LXVI.
WHAT CHALCO CHIMA AND QUIZ-QUIZ DID CONCERNING HUASCAR AND THOSE OF HIS SIDE IN WORDS.
After Chalco Chima and Quiz-quiz had sent off the messengers to Atahualpa, they caused the prisoners to be brought before them, and in the presence of all, and of the mother and wife of Huascar, they declared, addressing themselves to the mother of Huascar, that she was the concubine and not the wife of Huayna Ccapac, and that, being his concubine, she had borne Huascar, also that she was a vile woman and not a Coya. The troops of Atahualpa raised a shout of derision, and some said to the orejones, pointing their fingers at Huascar—"Look there at your lord! who said that in the battle he would turn fire and water against his enemies?" Huascar was then tied hand and foot on a bed of ropes of straws. The orejones, from shame, lowered their heads. Presently Quiz-quiz asked Huascar, "Who of these made you lord, there being others better and more valiant than you, who might have been chosen?" Araua Ocllo, speaking to her son, said, "You deserve all this my son as I told you, and all comes from the cruelty with which you treated your own relations." Huascar replied, "Mother! there is now no remedy, leave us," and he addressed himself to the priest Chalco Yupanqui, saying—"Speak and answer the question asked by Quiz-quiz." The priest said to Quiz-quiz, "I raised him to be lord and Inca by command of his father Huayna Ccapac, and because he was son of a Coya" (which is what we should call Infanta). Then Chalco Chima was indignant, and called the priest a deceiver and a liar. Huascar answered to Quiz-quiz, "Leave off these arguments. This is a question between me and my brother, and not between the parties of Hanan-cuzco and Hurin-cuzco. We will investigate it, and you have no business to meddle between us on this point."

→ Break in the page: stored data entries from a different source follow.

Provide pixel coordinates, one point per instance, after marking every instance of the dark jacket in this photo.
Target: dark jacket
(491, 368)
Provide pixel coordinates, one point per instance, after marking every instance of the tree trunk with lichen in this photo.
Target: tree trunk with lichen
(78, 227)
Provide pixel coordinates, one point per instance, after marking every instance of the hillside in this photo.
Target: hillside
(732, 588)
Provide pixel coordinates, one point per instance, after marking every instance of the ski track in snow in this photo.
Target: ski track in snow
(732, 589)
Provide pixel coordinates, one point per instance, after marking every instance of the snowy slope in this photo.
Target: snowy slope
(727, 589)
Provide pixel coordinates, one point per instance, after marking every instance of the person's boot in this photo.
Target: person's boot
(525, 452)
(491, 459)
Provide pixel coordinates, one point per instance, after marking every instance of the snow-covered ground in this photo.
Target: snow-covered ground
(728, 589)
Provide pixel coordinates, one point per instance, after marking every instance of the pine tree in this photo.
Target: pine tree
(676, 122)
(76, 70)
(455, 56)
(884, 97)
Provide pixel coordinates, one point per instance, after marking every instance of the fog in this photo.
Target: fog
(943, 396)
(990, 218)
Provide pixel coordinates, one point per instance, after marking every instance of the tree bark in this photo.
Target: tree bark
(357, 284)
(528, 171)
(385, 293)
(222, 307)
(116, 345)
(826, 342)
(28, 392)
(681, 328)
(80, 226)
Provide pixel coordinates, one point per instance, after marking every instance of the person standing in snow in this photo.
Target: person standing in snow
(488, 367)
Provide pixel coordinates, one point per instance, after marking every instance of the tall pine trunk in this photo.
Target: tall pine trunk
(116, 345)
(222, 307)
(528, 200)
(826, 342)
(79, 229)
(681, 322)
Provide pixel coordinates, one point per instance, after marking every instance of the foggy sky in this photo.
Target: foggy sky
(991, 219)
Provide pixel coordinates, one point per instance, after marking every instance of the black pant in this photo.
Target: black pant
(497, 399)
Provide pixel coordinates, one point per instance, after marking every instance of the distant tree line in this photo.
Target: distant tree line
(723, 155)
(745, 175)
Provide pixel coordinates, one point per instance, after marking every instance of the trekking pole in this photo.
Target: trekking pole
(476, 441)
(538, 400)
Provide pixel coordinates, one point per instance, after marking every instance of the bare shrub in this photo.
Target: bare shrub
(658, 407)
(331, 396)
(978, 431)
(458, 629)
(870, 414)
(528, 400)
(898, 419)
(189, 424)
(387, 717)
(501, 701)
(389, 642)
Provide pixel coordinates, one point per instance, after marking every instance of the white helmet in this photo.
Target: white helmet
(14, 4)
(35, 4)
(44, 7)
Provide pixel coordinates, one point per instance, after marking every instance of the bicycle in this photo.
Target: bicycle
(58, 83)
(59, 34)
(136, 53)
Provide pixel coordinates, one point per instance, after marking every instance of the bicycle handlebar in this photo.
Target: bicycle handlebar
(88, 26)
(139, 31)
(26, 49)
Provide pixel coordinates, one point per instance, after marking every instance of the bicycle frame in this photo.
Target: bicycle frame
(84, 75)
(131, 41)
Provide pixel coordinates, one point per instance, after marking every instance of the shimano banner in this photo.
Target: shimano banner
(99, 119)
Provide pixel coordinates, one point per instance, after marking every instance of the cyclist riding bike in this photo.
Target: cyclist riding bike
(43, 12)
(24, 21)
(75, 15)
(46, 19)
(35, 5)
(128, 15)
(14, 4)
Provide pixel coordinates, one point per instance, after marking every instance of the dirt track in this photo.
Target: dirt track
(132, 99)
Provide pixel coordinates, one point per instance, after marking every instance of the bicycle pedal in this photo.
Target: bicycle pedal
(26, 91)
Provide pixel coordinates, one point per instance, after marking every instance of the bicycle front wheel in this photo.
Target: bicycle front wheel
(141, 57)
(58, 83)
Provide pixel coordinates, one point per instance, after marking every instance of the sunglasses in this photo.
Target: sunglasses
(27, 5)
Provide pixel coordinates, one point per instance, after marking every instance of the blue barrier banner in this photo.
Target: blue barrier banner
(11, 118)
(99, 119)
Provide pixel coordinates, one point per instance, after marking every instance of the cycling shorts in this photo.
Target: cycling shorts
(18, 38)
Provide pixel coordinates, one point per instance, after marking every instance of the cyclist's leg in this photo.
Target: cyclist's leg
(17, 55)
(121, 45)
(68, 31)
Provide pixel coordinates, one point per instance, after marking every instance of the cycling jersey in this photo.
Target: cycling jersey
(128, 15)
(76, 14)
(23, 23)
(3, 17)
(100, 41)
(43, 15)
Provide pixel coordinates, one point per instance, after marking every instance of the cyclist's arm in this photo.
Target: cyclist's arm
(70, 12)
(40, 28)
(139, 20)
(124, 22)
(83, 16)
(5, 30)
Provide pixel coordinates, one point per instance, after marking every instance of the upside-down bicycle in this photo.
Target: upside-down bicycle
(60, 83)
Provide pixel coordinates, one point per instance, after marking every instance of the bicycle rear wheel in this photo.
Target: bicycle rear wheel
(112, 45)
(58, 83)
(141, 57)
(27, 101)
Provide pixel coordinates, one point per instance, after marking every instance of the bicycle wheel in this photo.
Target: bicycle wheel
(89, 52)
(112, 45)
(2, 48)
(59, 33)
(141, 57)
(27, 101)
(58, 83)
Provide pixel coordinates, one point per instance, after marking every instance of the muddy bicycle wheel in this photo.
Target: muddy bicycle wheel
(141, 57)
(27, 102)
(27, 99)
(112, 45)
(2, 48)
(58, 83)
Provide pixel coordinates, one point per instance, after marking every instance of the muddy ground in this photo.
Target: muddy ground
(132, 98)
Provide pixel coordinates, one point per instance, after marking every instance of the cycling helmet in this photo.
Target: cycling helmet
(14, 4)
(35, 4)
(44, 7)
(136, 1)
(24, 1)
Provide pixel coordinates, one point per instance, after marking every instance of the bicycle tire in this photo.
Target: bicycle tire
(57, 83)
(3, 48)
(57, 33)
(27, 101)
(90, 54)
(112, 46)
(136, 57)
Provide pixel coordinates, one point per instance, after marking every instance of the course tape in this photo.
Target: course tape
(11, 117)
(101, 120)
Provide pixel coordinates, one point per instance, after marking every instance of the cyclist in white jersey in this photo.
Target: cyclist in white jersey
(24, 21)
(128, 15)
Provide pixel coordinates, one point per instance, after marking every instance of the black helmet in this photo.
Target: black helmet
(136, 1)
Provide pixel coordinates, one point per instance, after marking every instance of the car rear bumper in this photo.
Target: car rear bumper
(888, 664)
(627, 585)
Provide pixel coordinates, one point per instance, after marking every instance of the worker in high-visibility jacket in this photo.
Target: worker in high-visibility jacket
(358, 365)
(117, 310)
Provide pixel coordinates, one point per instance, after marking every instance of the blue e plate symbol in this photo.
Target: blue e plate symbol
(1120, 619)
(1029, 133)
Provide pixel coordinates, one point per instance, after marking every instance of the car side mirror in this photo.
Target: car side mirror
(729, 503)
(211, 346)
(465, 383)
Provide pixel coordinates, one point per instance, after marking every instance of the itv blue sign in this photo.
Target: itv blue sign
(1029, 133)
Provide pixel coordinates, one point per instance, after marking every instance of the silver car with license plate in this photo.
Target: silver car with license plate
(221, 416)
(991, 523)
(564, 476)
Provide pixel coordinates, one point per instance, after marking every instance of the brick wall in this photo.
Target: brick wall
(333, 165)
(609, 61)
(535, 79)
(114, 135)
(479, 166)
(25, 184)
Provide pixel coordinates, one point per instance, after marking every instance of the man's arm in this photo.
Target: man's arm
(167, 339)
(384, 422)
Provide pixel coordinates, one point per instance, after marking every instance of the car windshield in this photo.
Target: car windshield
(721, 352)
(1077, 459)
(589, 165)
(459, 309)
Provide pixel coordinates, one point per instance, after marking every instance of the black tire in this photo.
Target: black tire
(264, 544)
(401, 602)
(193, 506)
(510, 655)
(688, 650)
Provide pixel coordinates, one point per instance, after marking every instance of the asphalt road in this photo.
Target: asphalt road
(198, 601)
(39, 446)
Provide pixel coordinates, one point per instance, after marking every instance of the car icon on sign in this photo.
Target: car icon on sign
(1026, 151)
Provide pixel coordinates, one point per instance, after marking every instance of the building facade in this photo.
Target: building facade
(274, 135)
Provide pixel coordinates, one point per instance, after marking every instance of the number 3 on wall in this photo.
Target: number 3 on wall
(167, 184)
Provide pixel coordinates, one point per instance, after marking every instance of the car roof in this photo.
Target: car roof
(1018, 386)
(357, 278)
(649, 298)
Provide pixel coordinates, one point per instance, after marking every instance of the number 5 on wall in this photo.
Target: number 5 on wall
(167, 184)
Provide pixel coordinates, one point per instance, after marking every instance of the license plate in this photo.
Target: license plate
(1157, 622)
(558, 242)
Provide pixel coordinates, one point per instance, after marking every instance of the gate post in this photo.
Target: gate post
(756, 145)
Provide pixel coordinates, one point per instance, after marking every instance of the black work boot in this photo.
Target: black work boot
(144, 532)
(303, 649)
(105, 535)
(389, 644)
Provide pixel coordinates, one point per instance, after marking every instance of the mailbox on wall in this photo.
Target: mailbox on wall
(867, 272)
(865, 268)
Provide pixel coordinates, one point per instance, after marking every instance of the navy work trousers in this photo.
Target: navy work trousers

Enraged at the answer Chalco Chima ordered Huascar to be taken back to prison, and said to the Incas, to re-assure them, that they could now go back to the city as they were pardoned. The orejones returned, invoking Viracocha in loud voices with these words—"O Creator! thou who givest life and favour to the Incas where art thou now? Why dost thou allow such persecution to come upon us? Wherefore didst thou exalt us, if we are to come to such an end?" Saying these words they beat their cloaks in token of the curse that had come upon them all.